Diesmal bei den Fragestellungen noch breiter und in der Analyse noch tiefergehend ist diese ASTAT-Publikation ein Muss für jeden, der sich mit Sprachenpolitik in unserem Land auseinandersetzt (www.provinz.bz.it/astat).
Die Zwei- und Mehrsprachigkeit ist hierzulande traditionell eines der spannendsten Themen. Der Sprachbarometer musste zunächst entscheiden, was eine Muttersprache ist. Ist es die Erstsprache, die Selbstzuordnung oder die tatsächliche Sprachkompetenz? Die Befragten konnten das selbst entscheiden, konnten demnach auch zwei oder drei Sprachen nennen. Das ASTAT-Wissenschaftlerteam (Haller, Gosetti, Lombardo, Siller) verweist aber auch auf die wissenschaftlich präzisere Lösung, die Kanada bei seiner Volkszählung anwendet. Eine Person hat demzufolge zwei Muttersprachen, wenn die beiden Sprachen gleich häufig verwendet werden und wenn die Person sie immer noch beherrscht. Es wird manche überraschen, dass nur 5,3% der Südtiroler zwei Erstsprachen angeben. Der Anteil der Personen mit zwei Erstsprachen ist unter „Italienern“ und „Deutschen“ mit 4,6% gleich hoch.

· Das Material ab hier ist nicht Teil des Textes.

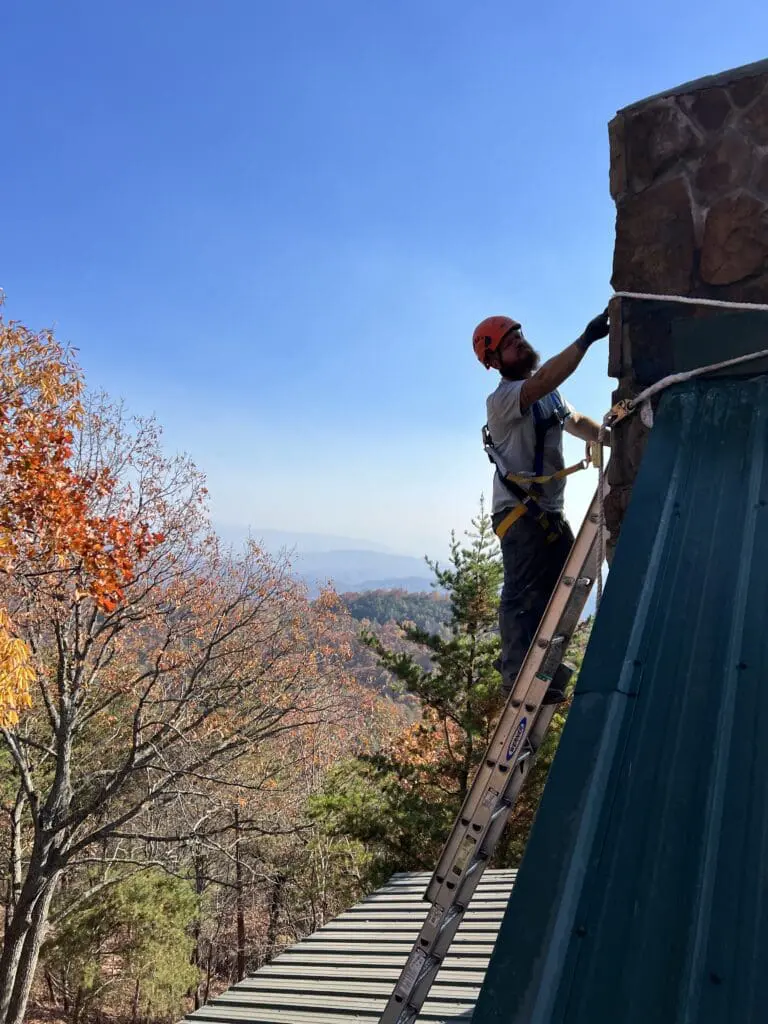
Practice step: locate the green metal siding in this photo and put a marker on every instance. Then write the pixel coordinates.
(643, 895)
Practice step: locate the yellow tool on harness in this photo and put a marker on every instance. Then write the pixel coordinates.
(527, 499)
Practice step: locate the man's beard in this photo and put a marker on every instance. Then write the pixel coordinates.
(525, 364)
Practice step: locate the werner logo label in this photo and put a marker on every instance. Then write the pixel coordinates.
(516, 738)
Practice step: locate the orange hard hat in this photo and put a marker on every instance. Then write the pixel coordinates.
(488, 336)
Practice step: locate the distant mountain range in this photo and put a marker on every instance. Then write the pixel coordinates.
(347, 563)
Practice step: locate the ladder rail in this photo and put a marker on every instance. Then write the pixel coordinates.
(509, 759)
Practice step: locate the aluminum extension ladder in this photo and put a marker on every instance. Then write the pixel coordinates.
(500, 777)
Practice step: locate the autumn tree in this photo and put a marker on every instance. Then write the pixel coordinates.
(46, 505)
(398, 806)
(399, 803)
(160, 663)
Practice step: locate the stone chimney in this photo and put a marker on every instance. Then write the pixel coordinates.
(689, 177)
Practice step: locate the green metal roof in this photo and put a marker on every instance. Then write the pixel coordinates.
(643, 894)
(345, 972)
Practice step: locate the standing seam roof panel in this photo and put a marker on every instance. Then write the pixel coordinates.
(643, 894)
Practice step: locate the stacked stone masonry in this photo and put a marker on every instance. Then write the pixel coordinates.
(689, 177)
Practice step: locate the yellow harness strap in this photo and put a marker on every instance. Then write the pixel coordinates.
(520, 510)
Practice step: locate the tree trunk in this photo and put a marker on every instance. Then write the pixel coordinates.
(200, 886)
(14, 863)
(240, 901)
(22, 945)
(134, 1009)
(274, 908)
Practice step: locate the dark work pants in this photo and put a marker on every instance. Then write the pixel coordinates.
(531, 567)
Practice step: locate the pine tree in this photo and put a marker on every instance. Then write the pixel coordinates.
(397, 807)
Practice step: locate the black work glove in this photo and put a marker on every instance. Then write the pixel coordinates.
(596, 329)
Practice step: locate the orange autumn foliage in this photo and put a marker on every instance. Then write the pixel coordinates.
(47, 525)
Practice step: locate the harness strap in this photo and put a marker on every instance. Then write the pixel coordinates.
(542, 425)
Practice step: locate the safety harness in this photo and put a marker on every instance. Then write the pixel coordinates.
(527, 498)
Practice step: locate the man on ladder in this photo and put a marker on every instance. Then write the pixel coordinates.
(525, 420)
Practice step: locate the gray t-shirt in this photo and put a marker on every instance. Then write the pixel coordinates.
(514, 439)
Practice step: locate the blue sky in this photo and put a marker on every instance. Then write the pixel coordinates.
(274, 223)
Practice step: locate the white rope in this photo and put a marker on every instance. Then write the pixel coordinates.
(687, 374)
(713, 367)
(692, 301)
(644, 396)
(600, 514)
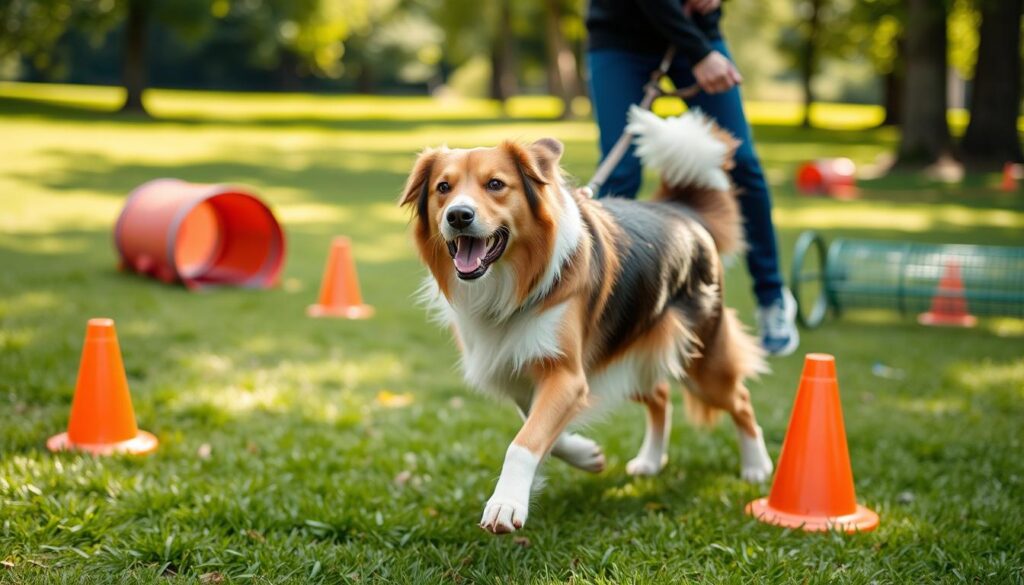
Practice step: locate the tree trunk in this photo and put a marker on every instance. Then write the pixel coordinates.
(925, 137)
(991, 137)
(809, 63)
(503, 80)
(562, 71)
(133, 57)
(893, 96)
(893, 87)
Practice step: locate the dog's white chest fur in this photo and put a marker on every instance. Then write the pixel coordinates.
(495, 351)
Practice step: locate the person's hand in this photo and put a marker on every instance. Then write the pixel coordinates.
(704, 6)
(716, 74)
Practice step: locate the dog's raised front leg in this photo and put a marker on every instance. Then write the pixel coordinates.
(560, 394)
(577, 450)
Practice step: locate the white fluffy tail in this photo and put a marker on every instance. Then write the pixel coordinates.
(687, 150)
(692, 155)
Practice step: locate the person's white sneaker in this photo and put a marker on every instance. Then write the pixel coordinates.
(777, 324)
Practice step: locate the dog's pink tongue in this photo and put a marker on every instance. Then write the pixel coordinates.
(469, 253)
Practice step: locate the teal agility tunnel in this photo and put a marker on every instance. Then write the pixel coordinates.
(828, 279)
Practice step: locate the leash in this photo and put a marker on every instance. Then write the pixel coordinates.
(652, 90)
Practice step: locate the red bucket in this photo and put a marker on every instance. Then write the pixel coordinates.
(201, 235)
(835, 177)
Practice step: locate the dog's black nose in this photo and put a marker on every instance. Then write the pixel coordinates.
(460, 216)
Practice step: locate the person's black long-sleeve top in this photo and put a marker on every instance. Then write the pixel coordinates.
(650, 26)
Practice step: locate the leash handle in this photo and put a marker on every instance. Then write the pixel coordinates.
(652, 91)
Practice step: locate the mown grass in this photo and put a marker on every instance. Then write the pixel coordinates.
(296, 450)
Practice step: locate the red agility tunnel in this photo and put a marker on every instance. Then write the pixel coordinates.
(201, 235)
(834, 177)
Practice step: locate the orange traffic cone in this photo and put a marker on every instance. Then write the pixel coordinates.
(340, 289)
(102, 421)
(949, 302)
(813, 488)
(1009, 177)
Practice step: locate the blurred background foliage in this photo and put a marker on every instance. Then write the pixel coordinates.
(898, 53)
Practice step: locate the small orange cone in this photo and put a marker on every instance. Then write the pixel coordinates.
(1009, 177)
(949, 302)
(102, 421)
(813, 487)
(340, 289)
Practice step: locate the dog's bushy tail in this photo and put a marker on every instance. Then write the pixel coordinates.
(692, 155)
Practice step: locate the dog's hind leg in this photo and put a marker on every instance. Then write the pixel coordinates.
(579, 452)
(654, 451)
(717, 382)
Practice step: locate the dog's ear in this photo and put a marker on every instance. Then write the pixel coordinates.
(529, 172)
(418, 184)
(547, 153)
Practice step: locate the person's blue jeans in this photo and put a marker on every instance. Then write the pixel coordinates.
(616, 81)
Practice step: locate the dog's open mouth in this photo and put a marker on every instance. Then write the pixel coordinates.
(473, 256)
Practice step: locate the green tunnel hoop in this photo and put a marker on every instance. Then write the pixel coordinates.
(901, 276)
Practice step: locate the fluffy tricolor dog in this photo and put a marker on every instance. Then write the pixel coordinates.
(568, 305)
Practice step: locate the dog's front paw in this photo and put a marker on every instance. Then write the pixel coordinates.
(502, 516)
(757, 472)
(755, 463)
(646, 465)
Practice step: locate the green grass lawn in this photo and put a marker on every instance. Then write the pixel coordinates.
(284, 455)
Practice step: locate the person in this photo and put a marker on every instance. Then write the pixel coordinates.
(627, 41)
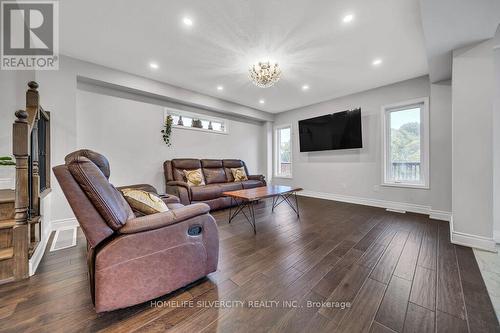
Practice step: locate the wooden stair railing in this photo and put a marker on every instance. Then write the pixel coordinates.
(20, 222)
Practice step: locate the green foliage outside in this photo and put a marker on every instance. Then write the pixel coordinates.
(405, 143)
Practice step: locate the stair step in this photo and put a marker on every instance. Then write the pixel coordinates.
(5, 224)
(6, 253)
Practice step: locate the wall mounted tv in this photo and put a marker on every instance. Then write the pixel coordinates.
(341, 130)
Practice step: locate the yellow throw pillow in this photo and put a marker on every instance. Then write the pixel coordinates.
(144, 202)
(194, 177)
(239, 174)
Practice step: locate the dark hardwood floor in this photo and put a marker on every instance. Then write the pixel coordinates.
(399, 272)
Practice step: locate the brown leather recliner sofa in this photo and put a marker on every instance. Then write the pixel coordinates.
(133, 259)
(218, 179)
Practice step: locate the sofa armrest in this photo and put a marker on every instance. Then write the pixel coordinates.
(262, 178)
(143, 187)
(178, 183)
(160, 220)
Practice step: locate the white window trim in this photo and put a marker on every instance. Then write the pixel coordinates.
(171, 111)
(276, 151)
(424, 134)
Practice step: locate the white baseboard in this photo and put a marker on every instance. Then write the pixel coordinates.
(392, 206)
(478, 242)
(63, 223)
(40, 249)
(7, 183)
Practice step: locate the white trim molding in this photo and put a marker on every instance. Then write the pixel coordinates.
(478, 242)
(40, 249)
(393, 206)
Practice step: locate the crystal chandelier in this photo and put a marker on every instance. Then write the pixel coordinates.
(264, 74)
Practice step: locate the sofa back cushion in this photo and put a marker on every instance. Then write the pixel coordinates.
(98, 159)
(231, 164)
(213, 171)
(106, 199)
(181, 164)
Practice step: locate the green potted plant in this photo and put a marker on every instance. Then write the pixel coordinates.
(167, 130)
(196, 123)
(6, 161)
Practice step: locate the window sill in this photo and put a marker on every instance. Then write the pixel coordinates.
(406, 185)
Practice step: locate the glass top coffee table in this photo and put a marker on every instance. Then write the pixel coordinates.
(246, 199)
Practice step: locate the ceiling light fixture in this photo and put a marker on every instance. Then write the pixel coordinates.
(264, 74)
(348, 18)
(187, 21)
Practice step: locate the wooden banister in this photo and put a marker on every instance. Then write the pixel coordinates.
(27, 150)
(20, 232)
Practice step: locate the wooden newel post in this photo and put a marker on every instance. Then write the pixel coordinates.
(20, 235)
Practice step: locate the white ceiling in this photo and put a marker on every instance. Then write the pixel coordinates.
(308, 38)
(451, 24)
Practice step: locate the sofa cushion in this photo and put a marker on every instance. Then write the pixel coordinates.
(206, 192)
(239, 174)
(107, 200)
(234, 186)
(99, 160)
(251, 183)
(228, 165)
(214, 175)
(211, 163)
(145, 202)
(181, 164)
(194, 177)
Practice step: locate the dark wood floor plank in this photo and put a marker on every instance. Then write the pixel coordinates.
(386, 265)
(336, 252)
(360, 316)
(423, 291)
(448, 323)
(392, 310)
(480, 312)
(419, 320)
(450, 298)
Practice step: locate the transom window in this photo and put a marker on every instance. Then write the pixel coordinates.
(189, 120)
(283, 165)
(406, 144)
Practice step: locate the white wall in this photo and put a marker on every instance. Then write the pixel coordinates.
(59, 89)
(127, 132)
(473, 91)
(358, 172)
(496, 139)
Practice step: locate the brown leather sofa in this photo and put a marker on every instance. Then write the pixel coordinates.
(133, 259)
(218, 179)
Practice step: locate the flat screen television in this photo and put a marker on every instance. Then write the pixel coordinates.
(341, 130)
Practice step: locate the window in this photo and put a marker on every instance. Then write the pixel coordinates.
(406, 144)
(192, 121)
(283, 166)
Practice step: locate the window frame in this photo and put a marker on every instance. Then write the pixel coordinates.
(170, 111)
(277, 151)
(424, 143)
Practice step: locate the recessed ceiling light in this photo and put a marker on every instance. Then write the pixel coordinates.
(187, 21)
(348, 18)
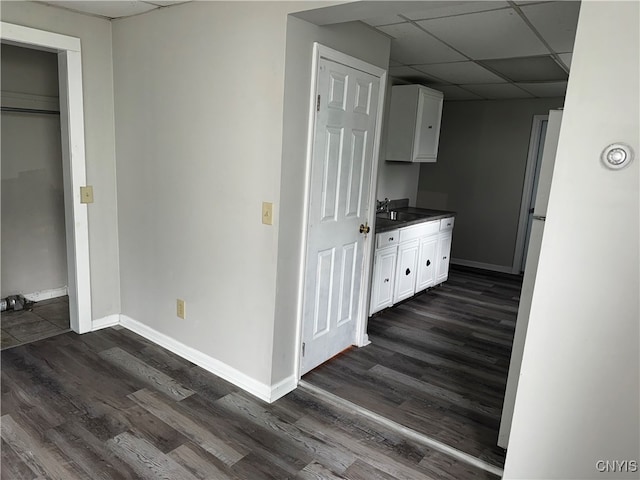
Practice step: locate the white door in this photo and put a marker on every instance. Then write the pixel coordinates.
(341, 169)
(534, 191)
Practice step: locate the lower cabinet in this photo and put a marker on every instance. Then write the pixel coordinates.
(406, 271)
(409, 260)
(444, 254)
(427, 261)
(384, 265)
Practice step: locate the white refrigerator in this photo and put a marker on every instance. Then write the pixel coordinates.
(531, 268)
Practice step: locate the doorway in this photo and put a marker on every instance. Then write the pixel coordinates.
(68, 52)
(345, 135)
(530, 188)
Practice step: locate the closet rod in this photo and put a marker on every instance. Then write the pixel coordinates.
(30, 110)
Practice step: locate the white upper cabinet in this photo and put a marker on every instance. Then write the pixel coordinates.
(414, 124)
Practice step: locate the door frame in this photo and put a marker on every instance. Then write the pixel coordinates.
(322, 51)
(73, 160)
(527, 189)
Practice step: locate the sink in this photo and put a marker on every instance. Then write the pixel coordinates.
(399, 216)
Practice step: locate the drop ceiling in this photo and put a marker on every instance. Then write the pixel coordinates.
(466, 49)
(483, 49)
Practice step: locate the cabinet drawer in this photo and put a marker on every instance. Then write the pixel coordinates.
(419, 230)
(446, 223)
(387, 238)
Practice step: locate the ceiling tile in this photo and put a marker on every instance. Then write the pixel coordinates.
(498, 91)
(546, 89)
(566, 58)
(494, 34)
(412, 75)
(110, 9)
(410, 45)
(528, 69)
(453, 92)
(386, 20)
(556, 22)
(165, 3)
(454, 9)
(460, 72)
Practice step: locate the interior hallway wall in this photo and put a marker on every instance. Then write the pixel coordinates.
(482, 157)
(578, 399)
(34, 255)
(97, 77)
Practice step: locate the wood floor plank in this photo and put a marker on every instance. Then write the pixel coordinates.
(438, 362)
(205, 439)
(149, 375)
(197, 465)
(317, 471)
(40, 460)
(326, 453)
(148, 462)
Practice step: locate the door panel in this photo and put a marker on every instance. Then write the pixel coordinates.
(338, 204)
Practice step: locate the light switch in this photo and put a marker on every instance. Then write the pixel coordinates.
(181, 309)
(267, 213)
(86, 194)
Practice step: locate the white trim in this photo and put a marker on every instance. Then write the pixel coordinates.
(46, 294)
(399, 428)
(527, 188)
(73, 159)
(104, 322)
(483, 266)
(320, 51)
(262, 391)
(38, 39)
(283, 387)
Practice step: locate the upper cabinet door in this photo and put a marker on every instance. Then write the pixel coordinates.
(413, 132)
(428, 126)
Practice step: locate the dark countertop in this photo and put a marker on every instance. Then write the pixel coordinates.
(427, 215)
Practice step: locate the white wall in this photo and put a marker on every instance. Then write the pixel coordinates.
(199, 101)
(354, 39)
(578, 399)
(34, 251)
(95, 35)
(480, 174)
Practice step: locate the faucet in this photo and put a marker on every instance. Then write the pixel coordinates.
(382, 205)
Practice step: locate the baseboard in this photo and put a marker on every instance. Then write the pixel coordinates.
(261, 390)
(46, 294)
(104, 322)
(283, 387)
(483, 266)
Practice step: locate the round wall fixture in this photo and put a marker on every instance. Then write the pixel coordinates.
(617, 156)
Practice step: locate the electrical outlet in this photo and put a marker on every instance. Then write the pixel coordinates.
(181, 309)
(86, 194)
(267, 213)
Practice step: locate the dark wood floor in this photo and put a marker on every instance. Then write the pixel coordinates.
(40, 320)
(111, 405)
(438, 363)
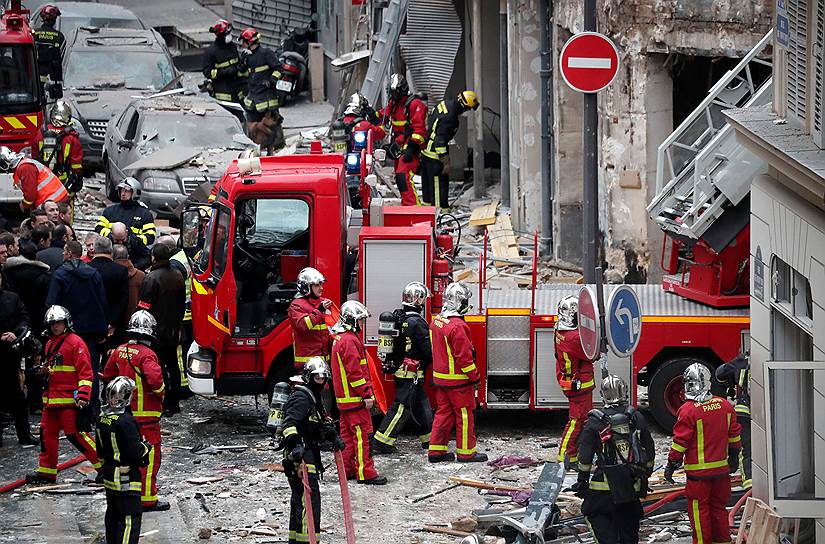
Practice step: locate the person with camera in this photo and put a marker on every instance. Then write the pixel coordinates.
(14, 323)
(68, 370)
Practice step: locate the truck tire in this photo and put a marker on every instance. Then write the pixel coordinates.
(666, 392)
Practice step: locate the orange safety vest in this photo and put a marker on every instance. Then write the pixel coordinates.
(49, 186)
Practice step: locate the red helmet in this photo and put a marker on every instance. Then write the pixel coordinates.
(49, 13)
(250, 36)
(221, 27)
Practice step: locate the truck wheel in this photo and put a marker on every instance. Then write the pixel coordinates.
(666, 391)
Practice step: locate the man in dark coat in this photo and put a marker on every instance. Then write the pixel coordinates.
(163, 293)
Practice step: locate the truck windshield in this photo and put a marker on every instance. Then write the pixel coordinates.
(18, 78)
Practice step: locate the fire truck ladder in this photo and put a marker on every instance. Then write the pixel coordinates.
(701, 171)
(384, 49)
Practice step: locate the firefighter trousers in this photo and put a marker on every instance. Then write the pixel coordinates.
(612, 523)
(123, 517)
(410, 402)
(404, 172)
(435, 185)
(707, 502)
(52, 421)
(580, 405)
(454, 408)
(149, 473)
(356, 428)
(298, 528)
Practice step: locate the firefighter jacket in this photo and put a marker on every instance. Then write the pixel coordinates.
(60, 150)
(310, 337)
(453, 355)
(614, 436)
(408, 118)
(132, 213)
(138, 362)
(738, 373)
(50, 44)
(38, 184)
(350, 373)
(70, 371)
(264, 70)
(417, 346)
(574, 370)
(702, 435)
(223, 66)
(163, 293)
(442, 125)
(121, 451)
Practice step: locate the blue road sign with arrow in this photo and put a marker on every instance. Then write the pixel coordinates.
(624, 321)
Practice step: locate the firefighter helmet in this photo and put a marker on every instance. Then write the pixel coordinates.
(143, 323)
(119, 394)
(131, 184)
(221, 27)
(614, 391)
(9, 159)
(357, 104)
(56, 314)
(468, 99)
(415, 294)
(567, 317)
(250, 37)
(697, 382)
(352, 312)
(398, 87)
(306, 279)
(316, 367)
(456, 299)
(49, 13)
(61, 114)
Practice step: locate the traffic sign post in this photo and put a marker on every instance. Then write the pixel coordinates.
(590, 331)
(624, 321)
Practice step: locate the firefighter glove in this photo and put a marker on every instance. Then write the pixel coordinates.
(671, 467)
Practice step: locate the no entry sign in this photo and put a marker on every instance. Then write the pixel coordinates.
(589, 62)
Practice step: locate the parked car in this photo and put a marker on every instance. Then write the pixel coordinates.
(172, 144)
(74, 15)
(103, 70)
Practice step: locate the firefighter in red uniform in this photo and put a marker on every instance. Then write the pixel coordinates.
(706, 437)
(408, 115)
(58, 147)
(454, 378)
(574, 372)
(67, 366)
(136, 361)
(36, 180)
(353, 393)
(310, 337)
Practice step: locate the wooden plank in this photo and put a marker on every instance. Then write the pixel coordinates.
(484, 215)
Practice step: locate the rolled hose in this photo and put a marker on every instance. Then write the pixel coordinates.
(61, 467)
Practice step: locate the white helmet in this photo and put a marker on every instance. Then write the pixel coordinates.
(9, 159)
(568, 314)
(696, 379)
(456, 300)
(306, 279)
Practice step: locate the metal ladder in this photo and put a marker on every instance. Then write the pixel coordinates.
(701, 170)
(385, 45)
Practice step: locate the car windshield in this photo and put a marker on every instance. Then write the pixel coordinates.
(69, 24)
(18, 79)
(111, 69)
(191, 129)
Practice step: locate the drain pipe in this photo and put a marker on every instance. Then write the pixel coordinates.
(547, 141)
(504, 92)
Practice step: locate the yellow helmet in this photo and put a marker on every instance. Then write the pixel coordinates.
(468, 99)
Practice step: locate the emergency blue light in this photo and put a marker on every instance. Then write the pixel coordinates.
(359, 140)
(353, 162)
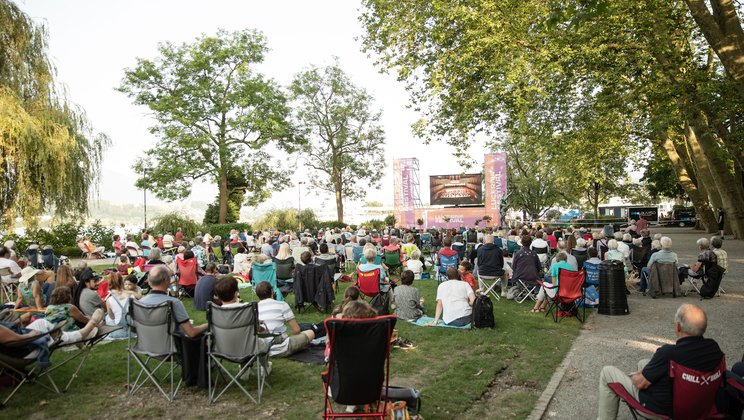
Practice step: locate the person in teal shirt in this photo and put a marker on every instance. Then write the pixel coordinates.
(560, 262)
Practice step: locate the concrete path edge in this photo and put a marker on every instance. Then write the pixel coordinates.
(547, 395)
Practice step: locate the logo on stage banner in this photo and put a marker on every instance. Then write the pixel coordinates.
(403, 172)
(495, 169)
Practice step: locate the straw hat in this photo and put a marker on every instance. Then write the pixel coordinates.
(27, 273)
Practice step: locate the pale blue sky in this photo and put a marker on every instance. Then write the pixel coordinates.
(91, 42)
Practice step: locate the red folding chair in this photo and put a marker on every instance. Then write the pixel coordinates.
(349, 382)
(693, 393)
(570, 289)
(368, 282)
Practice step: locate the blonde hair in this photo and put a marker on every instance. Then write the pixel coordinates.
(283, 252)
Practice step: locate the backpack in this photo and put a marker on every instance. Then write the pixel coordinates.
(381, 304)
(710, 287)
(483, 312)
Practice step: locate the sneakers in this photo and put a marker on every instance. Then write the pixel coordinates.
(97, 316)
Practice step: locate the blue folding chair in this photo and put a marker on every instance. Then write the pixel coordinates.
(266, 271)
(444, 264)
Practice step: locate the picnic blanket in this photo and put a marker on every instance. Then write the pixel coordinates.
(312, 355)
(424, 321)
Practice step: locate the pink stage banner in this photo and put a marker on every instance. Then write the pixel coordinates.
(495, 170)
(403, 172)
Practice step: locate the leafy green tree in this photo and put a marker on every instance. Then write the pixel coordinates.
(170, 222)
(216, 117)
(49, 153)
(346, 141)
(286, 219)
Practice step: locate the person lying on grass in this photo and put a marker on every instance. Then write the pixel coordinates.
(454, 301)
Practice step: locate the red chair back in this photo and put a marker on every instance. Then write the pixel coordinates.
(570, 284)
(695, 391)
(368, 282)
(186, 272)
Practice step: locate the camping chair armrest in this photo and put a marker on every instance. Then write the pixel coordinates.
(547, 285)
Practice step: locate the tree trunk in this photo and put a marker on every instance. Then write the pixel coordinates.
(732, 194)
(722, 29)
(699, 201)
(339, 198)
(703, 171)
(223, 198)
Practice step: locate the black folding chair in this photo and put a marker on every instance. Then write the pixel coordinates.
(349, 382)
(151, 338)
(233, 338)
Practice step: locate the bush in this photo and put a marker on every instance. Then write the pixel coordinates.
(223, 230)
(69, 251)
(330, 224)
(170, 222)
(374, 224)
(99, 234)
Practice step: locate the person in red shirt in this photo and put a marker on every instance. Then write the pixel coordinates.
(446, 250)
(179, 237)
(466, 275)
(395, 247)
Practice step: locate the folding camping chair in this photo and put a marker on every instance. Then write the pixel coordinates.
(332, 267)
(14, 363)
(664, 278)
(715, 273)
(693, 393)
(297, 253)
(527, 289)
(348, 382)
(186, 270)
(487, 285)
(217, 251)
(368, 282)
(592, 274)
(233, 338)
(569, 290)
(9, 289)
(392, 260)
(349, 262)
(151, 330)
(266, 271)
(445, 263)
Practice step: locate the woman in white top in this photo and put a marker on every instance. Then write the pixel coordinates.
(415, 264)
(117, 303)
(454, 300)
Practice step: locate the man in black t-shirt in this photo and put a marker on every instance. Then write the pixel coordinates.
(651, 384)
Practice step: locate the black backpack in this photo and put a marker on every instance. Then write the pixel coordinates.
(483, 312)
(710, 287)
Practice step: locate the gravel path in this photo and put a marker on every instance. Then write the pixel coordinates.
(623, 340)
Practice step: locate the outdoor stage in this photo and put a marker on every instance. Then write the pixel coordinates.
(450, 189)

Auch die Art der Zweisprachigkeit bei Erstsprachen (Familiensprachen) streut seit Beginn der neuen Migration immer stärker. Die klassische Kombination Deutsch-Italienisch bildet 3,8% (15.900 Personen) bei insgesamt 5,6% auf die Grundgesamtheit. Fast 1% machen die Familien mit der Kombination „Italienisch-andere Sprache“ aus. Naturgemäß gibt es mehr Personen mit zwei Erstsprachen in den Gemeinden mit einem beträchtlichen Italieneranteil.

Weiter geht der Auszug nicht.